Krugman breaks down trump’s policies into 3 simple groups —
- McConnell — GOP upward redistribution of wealth, deregulation, etc.
- Moolah — for himself
- Manhood — to satisfy his hollow ego and to project his macho-man image
Moolah policies are the distinctive things Trump does that seem most likely to be motivated by personal gain -- things like making excuses for murderous dictators who throw business to the Trump Organization. Emoluments seem to be driving a *lot* of foreign policy 3/
Manhood policies are Trump policies that are about Trump trying to look tough, even when there's no real constituency for his posturing. The wall, obviously; but also Tariff Man protectionism, which has few supporters and the markets hate 4/
Now, you might think there'd be a fourth category: things that Trump does because they're actually in the national interest.
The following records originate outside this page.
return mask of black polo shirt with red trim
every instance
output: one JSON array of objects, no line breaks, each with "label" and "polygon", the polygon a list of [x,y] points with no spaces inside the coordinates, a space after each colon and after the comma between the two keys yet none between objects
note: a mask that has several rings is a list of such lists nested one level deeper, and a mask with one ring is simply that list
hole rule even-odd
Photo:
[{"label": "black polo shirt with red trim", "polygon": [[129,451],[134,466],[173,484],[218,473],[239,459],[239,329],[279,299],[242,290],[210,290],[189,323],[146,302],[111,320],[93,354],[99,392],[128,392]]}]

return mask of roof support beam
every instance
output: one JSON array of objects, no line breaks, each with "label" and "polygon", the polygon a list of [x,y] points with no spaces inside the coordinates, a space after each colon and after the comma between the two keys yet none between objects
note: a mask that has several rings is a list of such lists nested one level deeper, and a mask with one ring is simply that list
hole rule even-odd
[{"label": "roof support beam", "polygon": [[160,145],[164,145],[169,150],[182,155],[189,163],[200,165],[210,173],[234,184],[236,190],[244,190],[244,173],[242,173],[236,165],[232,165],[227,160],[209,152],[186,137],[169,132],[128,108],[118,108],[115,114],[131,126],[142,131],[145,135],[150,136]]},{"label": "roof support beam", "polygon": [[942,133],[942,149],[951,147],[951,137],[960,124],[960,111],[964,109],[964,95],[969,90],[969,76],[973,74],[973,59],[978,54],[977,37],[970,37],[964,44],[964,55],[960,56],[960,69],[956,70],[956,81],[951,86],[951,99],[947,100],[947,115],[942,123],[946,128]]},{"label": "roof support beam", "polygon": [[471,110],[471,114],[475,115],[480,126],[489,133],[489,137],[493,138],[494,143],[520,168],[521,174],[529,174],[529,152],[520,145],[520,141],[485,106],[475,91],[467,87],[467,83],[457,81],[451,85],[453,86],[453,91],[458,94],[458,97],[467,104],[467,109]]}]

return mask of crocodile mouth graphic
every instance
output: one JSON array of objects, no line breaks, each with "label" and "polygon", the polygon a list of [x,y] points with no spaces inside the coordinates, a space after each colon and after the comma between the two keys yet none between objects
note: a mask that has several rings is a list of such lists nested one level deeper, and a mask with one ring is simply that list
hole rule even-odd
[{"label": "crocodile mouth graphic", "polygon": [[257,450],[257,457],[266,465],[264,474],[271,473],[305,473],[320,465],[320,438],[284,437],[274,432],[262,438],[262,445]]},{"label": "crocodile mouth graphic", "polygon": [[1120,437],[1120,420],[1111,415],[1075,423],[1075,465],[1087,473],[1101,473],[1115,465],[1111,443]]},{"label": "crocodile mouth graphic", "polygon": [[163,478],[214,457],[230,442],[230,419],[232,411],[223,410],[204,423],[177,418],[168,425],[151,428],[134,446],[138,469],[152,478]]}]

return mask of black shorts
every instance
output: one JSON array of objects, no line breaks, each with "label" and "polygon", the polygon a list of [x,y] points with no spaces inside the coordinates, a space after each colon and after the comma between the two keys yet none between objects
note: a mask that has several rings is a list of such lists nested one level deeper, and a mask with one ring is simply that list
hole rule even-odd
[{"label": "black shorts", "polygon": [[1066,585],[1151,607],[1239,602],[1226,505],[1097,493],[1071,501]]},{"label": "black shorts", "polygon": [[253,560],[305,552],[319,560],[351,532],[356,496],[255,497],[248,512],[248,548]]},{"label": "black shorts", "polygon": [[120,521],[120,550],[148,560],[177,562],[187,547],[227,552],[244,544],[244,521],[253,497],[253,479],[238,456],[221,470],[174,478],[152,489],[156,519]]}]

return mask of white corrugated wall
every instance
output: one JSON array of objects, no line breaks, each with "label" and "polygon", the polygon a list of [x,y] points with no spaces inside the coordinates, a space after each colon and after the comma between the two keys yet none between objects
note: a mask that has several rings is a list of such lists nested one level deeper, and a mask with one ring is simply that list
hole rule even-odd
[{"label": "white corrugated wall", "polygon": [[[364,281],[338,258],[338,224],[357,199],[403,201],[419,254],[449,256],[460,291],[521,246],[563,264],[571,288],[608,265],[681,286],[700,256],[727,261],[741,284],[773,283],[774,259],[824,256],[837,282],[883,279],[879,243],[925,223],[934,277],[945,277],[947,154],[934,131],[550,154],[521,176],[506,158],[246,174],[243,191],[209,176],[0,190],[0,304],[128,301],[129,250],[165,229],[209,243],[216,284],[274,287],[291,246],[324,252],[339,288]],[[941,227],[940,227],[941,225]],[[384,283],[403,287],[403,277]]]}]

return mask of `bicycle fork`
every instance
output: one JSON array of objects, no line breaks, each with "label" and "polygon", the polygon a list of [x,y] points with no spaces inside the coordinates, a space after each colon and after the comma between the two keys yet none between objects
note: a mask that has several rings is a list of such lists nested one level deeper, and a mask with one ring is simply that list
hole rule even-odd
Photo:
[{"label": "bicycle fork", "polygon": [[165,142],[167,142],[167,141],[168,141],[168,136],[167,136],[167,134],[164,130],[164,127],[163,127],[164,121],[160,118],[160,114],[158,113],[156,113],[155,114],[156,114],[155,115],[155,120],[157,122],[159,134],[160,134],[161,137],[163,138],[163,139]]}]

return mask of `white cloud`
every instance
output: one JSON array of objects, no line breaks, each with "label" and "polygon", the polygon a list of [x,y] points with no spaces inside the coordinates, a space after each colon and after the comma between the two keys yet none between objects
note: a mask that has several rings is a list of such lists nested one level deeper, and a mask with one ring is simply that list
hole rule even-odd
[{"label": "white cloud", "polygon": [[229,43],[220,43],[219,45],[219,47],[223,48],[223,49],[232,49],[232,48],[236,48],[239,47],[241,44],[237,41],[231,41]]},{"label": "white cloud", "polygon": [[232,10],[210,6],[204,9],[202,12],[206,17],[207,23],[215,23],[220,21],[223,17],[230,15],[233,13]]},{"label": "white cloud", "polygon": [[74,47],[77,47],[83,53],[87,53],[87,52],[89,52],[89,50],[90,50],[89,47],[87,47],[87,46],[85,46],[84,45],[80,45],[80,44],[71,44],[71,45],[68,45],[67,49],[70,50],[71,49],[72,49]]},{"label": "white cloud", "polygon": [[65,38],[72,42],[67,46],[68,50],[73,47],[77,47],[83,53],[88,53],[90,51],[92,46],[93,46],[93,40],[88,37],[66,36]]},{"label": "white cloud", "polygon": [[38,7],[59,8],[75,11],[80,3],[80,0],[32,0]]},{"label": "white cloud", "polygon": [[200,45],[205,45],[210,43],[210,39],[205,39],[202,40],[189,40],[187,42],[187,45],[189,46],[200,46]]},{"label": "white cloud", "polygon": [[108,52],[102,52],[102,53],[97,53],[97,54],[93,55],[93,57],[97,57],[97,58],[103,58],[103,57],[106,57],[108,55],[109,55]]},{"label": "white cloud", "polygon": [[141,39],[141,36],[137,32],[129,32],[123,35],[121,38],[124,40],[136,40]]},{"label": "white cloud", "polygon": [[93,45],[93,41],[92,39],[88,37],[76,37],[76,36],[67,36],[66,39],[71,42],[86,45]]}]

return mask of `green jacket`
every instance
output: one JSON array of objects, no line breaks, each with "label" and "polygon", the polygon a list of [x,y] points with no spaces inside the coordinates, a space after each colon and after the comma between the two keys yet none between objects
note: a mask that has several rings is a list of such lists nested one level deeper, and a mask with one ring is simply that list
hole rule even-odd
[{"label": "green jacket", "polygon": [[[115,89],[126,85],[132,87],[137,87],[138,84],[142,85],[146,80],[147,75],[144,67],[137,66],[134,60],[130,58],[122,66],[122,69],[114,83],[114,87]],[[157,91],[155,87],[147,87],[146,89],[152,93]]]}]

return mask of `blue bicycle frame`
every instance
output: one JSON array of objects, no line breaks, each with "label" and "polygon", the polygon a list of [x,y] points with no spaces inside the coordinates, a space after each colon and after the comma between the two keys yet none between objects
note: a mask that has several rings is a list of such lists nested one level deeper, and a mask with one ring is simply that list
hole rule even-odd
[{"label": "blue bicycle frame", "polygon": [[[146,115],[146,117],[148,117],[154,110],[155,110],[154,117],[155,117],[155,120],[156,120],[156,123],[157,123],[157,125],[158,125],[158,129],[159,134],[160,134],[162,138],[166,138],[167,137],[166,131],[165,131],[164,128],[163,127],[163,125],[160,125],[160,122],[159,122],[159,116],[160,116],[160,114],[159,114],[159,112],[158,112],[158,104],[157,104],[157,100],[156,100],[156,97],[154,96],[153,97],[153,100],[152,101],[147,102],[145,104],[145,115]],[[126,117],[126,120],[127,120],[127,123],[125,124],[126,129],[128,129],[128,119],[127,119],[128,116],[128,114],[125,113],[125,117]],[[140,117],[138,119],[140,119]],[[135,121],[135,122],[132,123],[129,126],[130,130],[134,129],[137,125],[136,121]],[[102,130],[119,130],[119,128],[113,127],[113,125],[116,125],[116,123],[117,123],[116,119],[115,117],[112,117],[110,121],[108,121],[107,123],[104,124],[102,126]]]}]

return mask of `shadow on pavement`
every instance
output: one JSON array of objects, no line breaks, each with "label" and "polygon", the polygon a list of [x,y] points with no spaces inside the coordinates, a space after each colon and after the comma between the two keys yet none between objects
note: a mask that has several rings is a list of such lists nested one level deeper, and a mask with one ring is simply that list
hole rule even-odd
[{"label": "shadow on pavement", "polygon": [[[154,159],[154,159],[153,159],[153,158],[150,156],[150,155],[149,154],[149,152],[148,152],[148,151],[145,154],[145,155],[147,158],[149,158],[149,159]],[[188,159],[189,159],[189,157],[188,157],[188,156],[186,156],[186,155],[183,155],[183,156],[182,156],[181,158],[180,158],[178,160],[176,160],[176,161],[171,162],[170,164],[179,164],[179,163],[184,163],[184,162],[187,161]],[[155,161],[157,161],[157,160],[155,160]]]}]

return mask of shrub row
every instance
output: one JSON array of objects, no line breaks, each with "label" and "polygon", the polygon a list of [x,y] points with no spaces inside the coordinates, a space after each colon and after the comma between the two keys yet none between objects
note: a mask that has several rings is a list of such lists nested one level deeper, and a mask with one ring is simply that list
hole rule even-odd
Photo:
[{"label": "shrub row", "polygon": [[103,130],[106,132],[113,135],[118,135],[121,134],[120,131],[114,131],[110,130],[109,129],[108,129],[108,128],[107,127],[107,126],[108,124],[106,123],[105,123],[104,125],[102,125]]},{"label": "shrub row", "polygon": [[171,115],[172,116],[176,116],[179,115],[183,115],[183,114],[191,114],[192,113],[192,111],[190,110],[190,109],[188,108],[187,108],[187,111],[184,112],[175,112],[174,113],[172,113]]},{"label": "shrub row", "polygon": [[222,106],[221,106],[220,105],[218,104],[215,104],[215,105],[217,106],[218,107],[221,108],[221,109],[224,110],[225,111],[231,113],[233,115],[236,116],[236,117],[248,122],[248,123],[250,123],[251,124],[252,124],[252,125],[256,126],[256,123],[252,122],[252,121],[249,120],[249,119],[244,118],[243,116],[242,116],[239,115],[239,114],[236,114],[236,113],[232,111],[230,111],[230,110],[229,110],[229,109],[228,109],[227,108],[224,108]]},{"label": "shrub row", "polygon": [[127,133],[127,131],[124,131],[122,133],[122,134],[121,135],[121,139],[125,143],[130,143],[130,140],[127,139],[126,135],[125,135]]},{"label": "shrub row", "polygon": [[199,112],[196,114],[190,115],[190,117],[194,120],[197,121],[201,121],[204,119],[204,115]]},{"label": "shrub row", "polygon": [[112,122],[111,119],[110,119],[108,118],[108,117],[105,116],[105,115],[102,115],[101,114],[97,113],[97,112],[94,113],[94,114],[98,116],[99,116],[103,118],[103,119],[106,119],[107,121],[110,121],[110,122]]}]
But I can't think of any examples fin/
There — we have a distillation of trump’s policies into three dirty flasks.
We can fit many of trump’s policies (anti-environment, anti-green-energy, climate-change-denial, anti-immigrant, trade, foreign policy with Russia, North Korea and Saudi Arabia, voter-suppression, attack on the media, ...) into these categories. But we get the picture.
Do you think framing complex polices into this simple language of a few categories is useful to help understand and to educate the electorate?
How do you think Democratic policies are grouped? How should they be grouped, framed and prioritized over the next two years (given Republican control of the Senate and WH) and beyond?